Introduction

This article will show you how to scale a deployment (NodeJS / Express app) based on a custom metric which is collected by Prometheus.

How does it work?

To be able to work with custom metrics as a basis for scaling deployments (or e.g. stateful sets), various requirements must be met.

You need an application that provides the appropriate metrics (the metrics source). In addition, you need a service that is able to query the metrics from the application at certain intervals (the metrics collector). To make a metric available to the Horizontal Pod Autoscaler, it must first be added to a Metrics Registry. And last but not least, a custom metrics API must provide access to the metric for the Horizontal Pod Autoscaler.

To give you the complete view of what’s possible…here’s the list of available metric types:

Resource metrics (predefined metrics like CPU)
Custom metrics (associated with a Kubernetes object)
External metrics (coming from external sources like e.g. RabbitMQ, Azure Service Bus etc.)

Sample

Install/add the following to your cluster:

application (deployment) that exposes a custom metric
Prometheus (incl. Grafana to have some nice charts) and a Prometheus Service Monitor to scrape the metrics endpoint of the application
Prometheus Adapter which is able to provide a Prometheus metric for the custom metrics API
Horizontal Pod Autoscaler definition that references the custom metric

Prometheus

To install Prometheus, use “kube-prometheus” (https://github.com/coreos/kube-prometheus) which installs Prometheus as well as Grafana (and Alertmanager etc.)!

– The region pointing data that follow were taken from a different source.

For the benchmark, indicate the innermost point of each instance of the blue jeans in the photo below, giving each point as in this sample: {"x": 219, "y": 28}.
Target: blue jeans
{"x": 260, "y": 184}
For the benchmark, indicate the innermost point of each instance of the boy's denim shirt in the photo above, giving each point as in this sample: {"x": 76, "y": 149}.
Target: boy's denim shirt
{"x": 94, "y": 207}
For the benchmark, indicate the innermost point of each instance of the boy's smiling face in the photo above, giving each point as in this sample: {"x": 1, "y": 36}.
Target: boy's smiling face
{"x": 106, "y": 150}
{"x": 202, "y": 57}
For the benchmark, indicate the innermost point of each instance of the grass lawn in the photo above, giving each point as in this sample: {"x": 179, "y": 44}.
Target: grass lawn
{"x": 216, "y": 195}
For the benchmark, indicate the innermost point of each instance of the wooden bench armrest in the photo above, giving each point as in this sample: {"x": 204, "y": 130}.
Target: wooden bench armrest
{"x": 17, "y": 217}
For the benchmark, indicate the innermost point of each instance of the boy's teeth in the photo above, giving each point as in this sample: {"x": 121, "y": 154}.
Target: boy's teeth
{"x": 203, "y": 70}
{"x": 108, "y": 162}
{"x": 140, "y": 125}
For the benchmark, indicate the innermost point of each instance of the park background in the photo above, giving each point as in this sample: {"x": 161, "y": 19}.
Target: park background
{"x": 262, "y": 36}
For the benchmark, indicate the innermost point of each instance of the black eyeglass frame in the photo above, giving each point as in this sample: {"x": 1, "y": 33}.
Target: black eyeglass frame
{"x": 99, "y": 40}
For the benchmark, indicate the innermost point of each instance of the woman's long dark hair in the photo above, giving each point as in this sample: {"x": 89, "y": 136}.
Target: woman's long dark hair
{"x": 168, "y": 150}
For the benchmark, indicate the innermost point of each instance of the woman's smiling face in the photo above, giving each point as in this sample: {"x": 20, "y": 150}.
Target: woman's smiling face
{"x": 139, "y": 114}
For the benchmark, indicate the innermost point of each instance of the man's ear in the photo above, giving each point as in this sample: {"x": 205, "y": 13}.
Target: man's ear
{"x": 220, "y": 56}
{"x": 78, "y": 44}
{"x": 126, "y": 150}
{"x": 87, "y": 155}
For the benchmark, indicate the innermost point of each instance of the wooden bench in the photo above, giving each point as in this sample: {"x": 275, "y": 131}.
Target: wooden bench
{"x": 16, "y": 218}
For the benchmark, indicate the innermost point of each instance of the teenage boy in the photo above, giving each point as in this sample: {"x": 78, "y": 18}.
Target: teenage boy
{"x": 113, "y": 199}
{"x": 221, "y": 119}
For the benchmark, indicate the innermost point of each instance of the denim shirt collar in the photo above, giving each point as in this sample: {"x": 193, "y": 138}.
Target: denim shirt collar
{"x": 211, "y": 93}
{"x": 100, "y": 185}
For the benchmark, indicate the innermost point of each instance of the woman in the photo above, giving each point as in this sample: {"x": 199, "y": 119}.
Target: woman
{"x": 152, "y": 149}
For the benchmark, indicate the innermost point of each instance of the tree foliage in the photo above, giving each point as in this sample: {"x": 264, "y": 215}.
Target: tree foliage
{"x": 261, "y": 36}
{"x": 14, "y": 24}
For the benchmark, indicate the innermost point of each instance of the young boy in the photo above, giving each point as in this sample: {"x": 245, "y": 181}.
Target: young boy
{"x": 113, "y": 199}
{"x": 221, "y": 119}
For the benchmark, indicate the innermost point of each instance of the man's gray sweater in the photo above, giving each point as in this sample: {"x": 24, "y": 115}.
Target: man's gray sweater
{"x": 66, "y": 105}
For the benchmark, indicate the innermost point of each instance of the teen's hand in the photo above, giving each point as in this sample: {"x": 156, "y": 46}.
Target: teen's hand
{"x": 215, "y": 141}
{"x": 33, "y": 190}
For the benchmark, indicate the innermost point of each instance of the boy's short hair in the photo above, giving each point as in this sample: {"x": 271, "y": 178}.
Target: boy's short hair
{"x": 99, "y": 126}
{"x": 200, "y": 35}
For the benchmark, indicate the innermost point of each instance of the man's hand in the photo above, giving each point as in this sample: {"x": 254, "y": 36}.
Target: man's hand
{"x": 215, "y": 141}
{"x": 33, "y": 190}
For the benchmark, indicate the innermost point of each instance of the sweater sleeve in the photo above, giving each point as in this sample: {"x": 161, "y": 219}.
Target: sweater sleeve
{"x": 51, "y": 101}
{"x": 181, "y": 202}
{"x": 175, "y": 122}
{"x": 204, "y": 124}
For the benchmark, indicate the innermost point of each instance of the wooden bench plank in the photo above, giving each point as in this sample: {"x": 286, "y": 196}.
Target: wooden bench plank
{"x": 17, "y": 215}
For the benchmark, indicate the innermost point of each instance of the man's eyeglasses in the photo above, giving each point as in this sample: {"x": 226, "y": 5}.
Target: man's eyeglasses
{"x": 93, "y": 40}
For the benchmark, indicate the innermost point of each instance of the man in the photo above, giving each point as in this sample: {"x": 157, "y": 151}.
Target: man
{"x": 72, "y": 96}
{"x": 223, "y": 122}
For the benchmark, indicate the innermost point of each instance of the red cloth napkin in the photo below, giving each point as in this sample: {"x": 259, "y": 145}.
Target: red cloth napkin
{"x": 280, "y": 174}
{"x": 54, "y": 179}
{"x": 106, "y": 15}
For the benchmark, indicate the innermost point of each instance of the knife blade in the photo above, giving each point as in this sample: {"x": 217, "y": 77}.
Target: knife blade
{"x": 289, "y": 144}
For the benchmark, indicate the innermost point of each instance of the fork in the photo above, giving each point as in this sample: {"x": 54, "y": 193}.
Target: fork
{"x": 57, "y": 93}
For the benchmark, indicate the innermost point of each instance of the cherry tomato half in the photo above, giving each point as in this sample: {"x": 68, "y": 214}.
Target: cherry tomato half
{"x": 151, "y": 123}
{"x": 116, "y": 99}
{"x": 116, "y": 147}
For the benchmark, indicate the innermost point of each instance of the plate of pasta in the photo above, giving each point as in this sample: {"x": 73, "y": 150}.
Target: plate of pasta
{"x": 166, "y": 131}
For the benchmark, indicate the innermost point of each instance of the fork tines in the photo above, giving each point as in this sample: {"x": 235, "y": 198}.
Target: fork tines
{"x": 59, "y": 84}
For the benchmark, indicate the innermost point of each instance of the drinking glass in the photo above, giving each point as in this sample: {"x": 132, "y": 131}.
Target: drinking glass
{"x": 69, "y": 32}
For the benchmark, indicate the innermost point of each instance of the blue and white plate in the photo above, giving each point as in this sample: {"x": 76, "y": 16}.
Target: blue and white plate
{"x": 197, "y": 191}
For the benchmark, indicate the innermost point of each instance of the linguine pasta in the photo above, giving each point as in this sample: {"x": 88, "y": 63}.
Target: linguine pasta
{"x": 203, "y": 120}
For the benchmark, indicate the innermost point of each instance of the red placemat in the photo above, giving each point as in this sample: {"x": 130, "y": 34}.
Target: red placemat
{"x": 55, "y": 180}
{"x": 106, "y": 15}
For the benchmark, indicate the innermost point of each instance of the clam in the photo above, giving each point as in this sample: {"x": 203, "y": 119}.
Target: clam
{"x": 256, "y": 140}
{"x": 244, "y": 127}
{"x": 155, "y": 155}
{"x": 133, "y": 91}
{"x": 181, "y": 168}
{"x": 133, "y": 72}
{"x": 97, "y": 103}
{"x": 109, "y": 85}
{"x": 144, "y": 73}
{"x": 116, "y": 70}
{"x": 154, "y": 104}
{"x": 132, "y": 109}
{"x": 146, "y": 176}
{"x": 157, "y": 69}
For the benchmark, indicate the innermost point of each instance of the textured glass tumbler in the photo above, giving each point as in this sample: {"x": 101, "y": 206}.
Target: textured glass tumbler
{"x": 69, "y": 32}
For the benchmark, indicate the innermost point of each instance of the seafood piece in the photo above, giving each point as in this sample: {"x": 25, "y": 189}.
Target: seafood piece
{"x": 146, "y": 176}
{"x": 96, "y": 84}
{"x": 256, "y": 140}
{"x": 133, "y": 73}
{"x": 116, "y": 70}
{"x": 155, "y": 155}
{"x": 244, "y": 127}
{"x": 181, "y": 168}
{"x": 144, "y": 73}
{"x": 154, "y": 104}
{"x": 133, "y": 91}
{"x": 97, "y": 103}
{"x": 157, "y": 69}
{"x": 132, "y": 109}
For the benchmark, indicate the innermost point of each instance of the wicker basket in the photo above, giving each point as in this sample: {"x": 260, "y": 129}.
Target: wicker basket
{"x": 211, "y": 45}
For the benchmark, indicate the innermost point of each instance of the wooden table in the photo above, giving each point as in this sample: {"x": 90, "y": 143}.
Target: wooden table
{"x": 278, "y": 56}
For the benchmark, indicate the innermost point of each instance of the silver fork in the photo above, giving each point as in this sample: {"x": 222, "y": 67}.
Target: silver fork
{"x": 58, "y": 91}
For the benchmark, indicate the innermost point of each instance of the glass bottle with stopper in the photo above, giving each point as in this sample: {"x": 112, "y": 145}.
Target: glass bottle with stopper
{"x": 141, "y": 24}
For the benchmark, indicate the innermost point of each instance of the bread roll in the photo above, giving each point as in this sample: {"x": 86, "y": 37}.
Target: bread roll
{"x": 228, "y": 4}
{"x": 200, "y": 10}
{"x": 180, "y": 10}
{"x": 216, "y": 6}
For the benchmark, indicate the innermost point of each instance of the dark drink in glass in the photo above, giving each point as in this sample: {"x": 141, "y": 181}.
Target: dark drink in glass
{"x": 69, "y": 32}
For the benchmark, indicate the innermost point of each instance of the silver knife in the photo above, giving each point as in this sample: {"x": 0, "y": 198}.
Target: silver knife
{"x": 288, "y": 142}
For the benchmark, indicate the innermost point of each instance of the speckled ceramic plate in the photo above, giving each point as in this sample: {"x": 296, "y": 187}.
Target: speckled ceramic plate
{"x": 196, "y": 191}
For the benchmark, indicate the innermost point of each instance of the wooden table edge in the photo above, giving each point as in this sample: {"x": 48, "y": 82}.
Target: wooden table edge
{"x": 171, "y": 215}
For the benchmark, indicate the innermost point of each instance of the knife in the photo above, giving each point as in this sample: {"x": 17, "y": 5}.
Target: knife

Clone the project to your local machine and deploy it to your cluster:

# from within the cloned repo...
 
$ kubectl apply -f manifests/setup
$ kubectl apply -f manifests/

Wait a few seconds until everything is installed and then check access to the Prometheus Web UI and Grafana (by port-forwarding the services to your local machine):

$ kubectl --namespace monitoring port-forward svc/prometheus-k8s 9090
Forwarding from 127.0.0.1:9090 -> 9090
Forwarding from [::1]:9090 -> 9090

Check the same for Grafana (if you are promted for a username and password, default is: “admin”/”admin” – you need to change that on the first login):

$ kubectl --namespace monitoring port-forward svc/grafana 3000
Forwarding from 127.0.0.1:3000 -> 3000
Forwarding from [::1]:3000 -> 3000

Grafana

Metrics Source / Sample Application

To demonstrate how to work with custom metrics, here is a very basic NodeJS application that provides a single endpoint. If requests are sent to this endpoint, a counter (Prometheus Gauge) is set with a value provided from the body of the request. The application itself uses the Express framework and an additional library that allows to “interact” with Prometheus (prom-client) – to provide metrics via a /metrics endpoint.

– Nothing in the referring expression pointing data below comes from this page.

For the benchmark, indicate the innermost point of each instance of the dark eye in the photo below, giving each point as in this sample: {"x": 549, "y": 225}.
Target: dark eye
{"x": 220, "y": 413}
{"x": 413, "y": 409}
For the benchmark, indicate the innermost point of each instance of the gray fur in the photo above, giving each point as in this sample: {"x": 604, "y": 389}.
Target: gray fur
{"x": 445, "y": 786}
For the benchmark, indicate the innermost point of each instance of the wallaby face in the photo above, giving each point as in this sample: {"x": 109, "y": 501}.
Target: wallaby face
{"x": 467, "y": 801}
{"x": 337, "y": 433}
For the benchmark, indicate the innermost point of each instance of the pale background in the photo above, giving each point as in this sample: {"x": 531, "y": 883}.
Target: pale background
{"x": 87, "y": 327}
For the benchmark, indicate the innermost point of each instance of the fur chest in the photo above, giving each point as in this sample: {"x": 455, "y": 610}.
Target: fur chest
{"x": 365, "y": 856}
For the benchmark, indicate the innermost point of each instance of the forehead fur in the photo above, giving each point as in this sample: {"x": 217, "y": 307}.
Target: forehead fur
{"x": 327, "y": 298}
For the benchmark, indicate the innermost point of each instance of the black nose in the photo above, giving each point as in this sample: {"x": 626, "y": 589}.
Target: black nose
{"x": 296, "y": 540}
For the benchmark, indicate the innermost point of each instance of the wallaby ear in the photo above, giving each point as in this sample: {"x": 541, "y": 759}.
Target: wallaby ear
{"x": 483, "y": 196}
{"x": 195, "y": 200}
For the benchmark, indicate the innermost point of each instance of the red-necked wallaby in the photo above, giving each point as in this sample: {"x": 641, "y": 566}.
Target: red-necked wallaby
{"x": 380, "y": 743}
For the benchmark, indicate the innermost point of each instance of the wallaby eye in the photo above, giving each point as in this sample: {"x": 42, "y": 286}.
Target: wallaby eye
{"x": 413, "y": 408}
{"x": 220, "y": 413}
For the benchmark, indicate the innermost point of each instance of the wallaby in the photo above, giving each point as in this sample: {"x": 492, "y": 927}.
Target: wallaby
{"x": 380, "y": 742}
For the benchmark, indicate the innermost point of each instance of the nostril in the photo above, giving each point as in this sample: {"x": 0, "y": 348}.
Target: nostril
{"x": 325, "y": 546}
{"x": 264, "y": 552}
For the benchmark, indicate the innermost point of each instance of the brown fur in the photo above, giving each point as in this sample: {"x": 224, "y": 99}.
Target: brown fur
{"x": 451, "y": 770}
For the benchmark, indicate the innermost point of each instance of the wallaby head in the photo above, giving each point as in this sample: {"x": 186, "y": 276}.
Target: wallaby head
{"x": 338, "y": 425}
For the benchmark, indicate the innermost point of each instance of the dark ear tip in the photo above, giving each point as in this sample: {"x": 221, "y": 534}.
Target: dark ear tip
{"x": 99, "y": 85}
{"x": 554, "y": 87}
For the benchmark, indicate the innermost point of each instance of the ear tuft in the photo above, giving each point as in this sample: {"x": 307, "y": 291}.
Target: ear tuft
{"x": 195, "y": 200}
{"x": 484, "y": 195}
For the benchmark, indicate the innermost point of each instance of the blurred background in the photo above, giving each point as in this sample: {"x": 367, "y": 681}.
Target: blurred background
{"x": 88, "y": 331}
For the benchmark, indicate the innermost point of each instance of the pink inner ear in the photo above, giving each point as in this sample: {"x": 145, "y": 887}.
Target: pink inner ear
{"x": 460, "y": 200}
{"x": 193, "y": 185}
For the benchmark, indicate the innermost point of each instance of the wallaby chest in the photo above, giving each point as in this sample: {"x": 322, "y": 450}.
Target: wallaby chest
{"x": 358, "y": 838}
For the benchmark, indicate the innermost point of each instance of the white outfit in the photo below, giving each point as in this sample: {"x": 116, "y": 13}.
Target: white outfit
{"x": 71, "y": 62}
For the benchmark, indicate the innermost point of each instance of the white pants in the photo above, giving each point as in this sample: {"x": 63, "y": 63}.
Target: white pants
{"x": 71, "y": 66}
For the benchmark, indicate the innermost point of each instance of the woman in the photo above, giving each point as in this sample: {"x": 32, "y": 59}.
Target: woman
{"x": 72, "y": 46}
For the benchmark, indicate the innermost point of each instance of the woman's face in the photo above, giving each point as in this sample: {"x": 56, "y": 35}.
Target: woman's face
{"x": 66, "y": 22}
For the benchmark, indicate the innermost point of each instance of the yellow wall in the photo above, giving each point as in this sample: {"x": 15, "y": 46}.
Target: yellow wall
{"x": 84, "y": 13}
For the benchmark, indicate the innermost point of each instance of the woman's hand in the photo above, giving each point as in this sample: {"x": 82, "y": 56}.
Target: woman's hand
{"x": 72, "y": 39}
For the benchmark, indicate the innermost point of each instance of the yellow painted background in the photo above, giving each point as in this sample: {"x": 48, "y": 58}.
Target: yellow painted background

const express = require("express");
const os = require("os");
const app = express();
const apiMetrics = require("prometheus-api-metrics");
app.use(apiMetrics());
app.use(express.json());
 
const client = require("prom-client");
 
// Create Prometheus Gauge metric
const gauge = new client.Gauge({
  name: "custom_metric_counter_total_by_pod",
  help: "Custom metric: Count per Pod",
  labelNames: ["pod"],
});
 
app.post("/api/count", (req, res) => {
  // Set metric to count value...and label to "pod name" (hostname)
  gauge.set({ pod: os.hostname }, req.body.count);
  res.status(200).send("Counter at: " + req.body.count);
});
 
app.listen(4000, () => {
  console.log("Server is running on port 4000");
  // initialize gauge
  gauge.set({ pod: os.hostname }, 1);
});

As you can see, a “Gauge” metric is created – which is one of the types, Prometheus supports. Here’s a list of what metrics are offered (description from the official documentation):

Counter – a cumulative metric that represents a single monotonically increasing counter whose value can only increase or be reset to zero on restart
Gauge – a gauge is a metric that represents a single numerical value that can arbitrarily go up and down
Histogram – a histogram samples observations (usually things like request durations or response sizes) and counts them in configurable buckets. It also provides a sum of all observed values.
Summary – Similar to a histogram, a summary samples observations (usually things like request durations and response sizes). While it also provides a total count of observations and a sum of all observed values, it calculates configurable quantiles over a sliding time window.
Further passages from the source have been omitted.